Изменить размер шрифта - +
А ради правды я и живу, хотя, – добавил он, – я ее еще не нашел.
– А если я не стану есть, то не переменит ли Августус своего намерения?
– Клянусь святой кровью, нет! Я съем их целую дюжину. Я не позволю оскорблять себя женщине и варвару. Ешьте, иначе начну я.
– Хорошо, ваше императорское величество. Пусть лучше сегодня утром умрет варвар, чем мир потеряет своего великолепного императора. Я съем этот плод, и тогда вам станет ясно, что могло произойти с вами, императором; возможно, что моя кровь ляжет грузом на вашу душу. Кровь, которую я отдаю, спасая вашу жизнь!
С этими словами я поднес фигу ко рту. Но, прежде чем я успел прикоснуться к ней, быстрым движением, подобным тому, с каким пантера прыгает на свою жертву, Ирина вскочила с кушетки и выбила ее из моей руки.
– Ну что вы за существо, – сказала она, – если заставляете этого храброго человека отравить себя, чтобы он мог спасти вашу бесценную жизнь! О Господи! Что же я сделала, что должна была дать жизнь такому негодяю? Кто бы ни отравил эти фиги, они же отравлены, что уже доказано и может быть доказано снова. Я говорю вам, что если бы Олаф попробовал сейчас одну из них, он был бы уже мертв или умирал.
Константин выпил еще один кубок вина, который неожиданно на мгновение отрезвил его.
– Я нахожу это странным, – проговорил он с усилием. – Вы, моя мать, готовы были позволить мне съесть этот плод, который отравлен, по вашему заявлению, то есть кое что по этому поводу вам известно. Но когда генерал Олаф предложил съесть его вместо меня, вы вырываете плод из его рук, как он сам сделал это со мной. И еще одно обстоятельство, не менее странное. Этот Олаф, заявивший, что фрукты отравлены, предлагает съесть один из них, если я дам обещание не трогать их. А это значит, что если он прав, то он предлагает отдать свою жизнь вместо моей. Я же для него ничего не сделал, кроме того, что обозвал его крепкими словами. А так как он ваш слуга, то ему нечего ожидать от меня, если я в конце концов одержу над вами победу в борьбе за власти. Теперь много говорят о чудаках, но такого я еще не видывал. Или Олаф – лжец, или же он – великий человек и святой. Он говорит, мне рассказывали, что обезьяна, съевшая принесенную в тюрьму фигу, издохла. Что ж, раньше мне это не приходило в голову, но и здесь, во дворце, немало обезьян. Давайте же решим вопрос испытанием и выясним, что за штучка этот Олаф.
На столе стоял серебряный колокольчик, и, пока он говорил, я взял его и позвонил. Вошла фрейлина, и ей был отдан приказ привести обезьяну. Она удалилась, и скоро прибыли смотритель и его обезьяна. Это было крупное животное из породы бабуинов, хорошо известное всему дворцу своими шалостями.

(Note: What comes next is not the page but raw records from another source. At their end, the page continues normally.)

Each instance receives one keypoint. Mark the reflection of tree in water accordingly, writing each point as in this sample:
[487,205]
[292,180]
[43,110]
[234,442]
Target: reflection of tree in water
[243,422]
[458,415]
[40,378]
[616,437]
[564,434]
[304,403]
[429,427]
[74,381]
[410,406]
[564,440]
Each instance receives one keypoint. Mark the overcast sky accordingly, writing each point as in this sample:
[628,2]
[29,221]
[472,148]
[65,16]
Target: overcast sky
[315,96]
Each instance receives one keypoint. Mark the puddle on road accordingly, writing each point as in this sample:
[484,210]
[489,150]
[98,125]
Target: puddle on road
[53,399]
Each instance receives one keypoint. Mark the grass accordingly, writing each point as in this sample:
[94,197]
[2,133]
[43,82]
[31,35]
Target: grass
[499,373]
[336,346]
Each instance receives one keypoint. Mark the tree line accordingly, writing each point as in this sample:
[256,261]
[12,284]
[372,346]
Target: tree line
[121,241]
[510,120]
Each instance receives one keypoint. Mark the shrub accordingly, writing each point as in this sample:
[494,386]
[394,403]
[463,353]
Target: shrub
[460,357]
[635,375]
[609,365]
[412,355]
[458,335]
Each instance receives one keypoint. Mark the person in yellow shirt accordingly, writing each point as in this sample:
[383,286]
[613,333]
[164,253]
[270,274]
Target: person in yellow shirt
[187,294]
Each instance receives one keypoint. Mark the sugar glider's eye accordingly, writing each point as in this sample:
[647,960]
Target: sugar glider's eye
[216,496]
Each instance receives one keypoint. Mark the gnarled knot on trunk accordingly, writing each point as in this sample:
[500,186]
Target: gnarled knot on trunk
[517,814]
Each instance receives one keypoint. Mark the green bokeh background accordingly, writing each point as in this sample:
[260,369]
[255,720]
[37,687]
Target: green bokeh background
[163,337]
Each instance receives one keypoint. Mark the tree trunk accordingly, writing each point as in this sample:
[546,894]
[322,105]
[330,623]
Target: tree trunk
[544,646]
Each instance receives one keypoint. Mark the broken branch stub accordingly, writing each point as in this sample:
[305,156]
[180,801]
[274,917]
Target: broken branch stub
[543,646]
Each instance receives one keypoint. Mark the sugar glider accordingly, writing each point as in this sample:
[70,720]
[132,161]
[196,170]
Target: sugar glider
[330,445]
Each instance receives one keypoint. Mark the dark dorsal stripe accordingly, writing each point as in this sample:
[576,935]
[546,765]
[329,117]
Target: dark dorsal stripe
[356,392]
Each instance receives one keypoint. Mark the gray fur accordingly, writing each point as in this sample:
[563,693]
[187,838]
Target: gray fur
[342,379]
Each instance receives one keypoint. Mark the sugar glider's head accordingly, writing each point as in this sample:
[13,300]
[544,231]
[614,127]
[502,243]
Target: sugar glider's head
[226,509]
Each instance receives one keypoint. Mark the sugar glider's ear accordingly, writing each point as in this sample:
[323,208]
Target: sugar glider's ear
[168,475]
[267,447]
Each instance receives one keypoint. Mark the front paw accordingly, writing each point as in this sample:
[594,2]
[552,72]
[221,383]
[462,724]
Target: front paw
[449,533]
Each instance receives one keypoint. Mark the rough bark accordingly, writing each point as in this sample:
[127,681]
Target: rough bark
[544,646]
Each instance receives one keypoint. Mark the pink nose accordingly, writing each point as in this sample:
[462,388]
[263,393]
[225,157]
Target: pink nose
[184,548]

Войдя по команде человека, приведшего ее, обезьяна поклонилась всем нам.
– Дайте животному вот это, – император протянул смотрителю несколько фиг.
Обезьяна взяла фиги и, понюхав их, отложила в сторону. Тогда смотритель покормил ее какими то засахаренными фруктами, которые она ловила и поедала. Наконец, когда ее подозрительность несколько уменьшилась, он бросил ей одну из фиг, которую она тоже проглотила, не сомневаясь, что это засахаренный плод. Через пару минут она стала проявлять признаки недомогания и вскоре умерла в конвульсиях.
– А теперь вы верите, мой сын? – спросила Ирина.
– Да, – ответил он. – Я верю, что в Константинополе есть святой. Господин святой, я салютую вам! Вы спасли мою жизнь и, если все выйдет по моему, жизнь вашего святого собрата! И я спасу вашу жизнь, хотя вы и служите моей матери.
Договорив это, он выпил еще один кубок вина и, шатаясь, вышел из комнаты.
Смотритель по знаку Ирины поднял свою мертвую обезьяну и тоже оставил помещение, сотрясаясь в рыданиях, ибо он очень любил это животное.

Глава IV. Олаф предлагает свой меч

Мы с Ириной остались одни в этом чудесном месте, за столом, на котором стояли вина и кувшин с отравленными фигами.